Anxiety and Depression

Anxiety and Depression
Two symptoms associated with thyroid disorders are anxiety and depression. More specifically, anxiety is thought to be symptomatic of too much thyroid hormone in the system, while depression is linked to too little thyroid hormone. However, since thyroid hormones fluctuate, whether a person is suffering from hyperthyroidism, hypothyroidism, Graves’ disease or Hashimoto’s is not as important as simply recognizing the connection with any thyroid disorder and mental health.

Emotional symptoms of anxiety include:

• Feelings of unease, apprehension or impending doom
• Anticipating the worst
• Irritability and tension
• Inability to concentrate or sit quietly

Physical symptoms of anxiety include:

• Upset stomach
• Muscle tension and tremors
• Racing heart
• Fatigue and insomnia
• Excessive sweating
• Feeling dizzy or short of breath

Emotional symptoms of depression include:

• Feeling sad, lost or empty
• Feeling hopeless or pessimistic
• Feelings of guilt or worthlessness
• Inability to concentrate
• Forgetfulness and inability to make decisions
• Feeling irritable or restless
• Suicidal thoughts

Physical symptoms of depression include:

• Insomnia or excessive sleeping
• Exhaustion
• Loss of appetite or excessive eating
• Headaches
• Aches, cramps or pains throughout the body
• Upset stomach
• Loss of libido

Symptoms of anxiety and depression can overlap. Anyone who is suffering with anxiety and/or depression should consider the thyroid connection. Fortunately some doctors and psychiatrists are now considering thyroid function prior to dosing patients with psychiatric medications.
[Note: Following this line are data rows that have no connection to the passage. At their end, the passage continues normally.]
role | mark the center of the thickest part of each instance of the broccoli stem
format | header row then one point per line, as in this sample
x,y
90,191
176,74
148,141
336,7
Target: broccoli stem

This is progress for sure, but unfortunately not all doctors are making the connection.

If a thyroid disorder is the underlying cause of anxiety or depression, no amount of anti-anxiety or anti-depressant drugs are going to rectify the problems. This can be a vicious cycle for the person suffering from anxiety and/or depression. Patients are left feeling frustrated and alone when medications don’t eliminate the problems, medications are changed, or alternative therapies and stress reduction steps fail. In fact, no form of treatment will help unless the thyroid disorder is addressed and properly treated.

Fortunately, there is help! If you or someone you know is suffering from long-term anxiety and/or depression, consult with your physician to have your thyroid function tested. When the proper thyroid medication is prescribed, often the anxiety and depression symptoms are relieved. The effect may not be immediate, but with a little time and the correct medication, the patient will feel the clouds clearing.

I continue to emphasis the importance of listening to your body, educating yourself and searching for the doctor who will work with you as a teammate.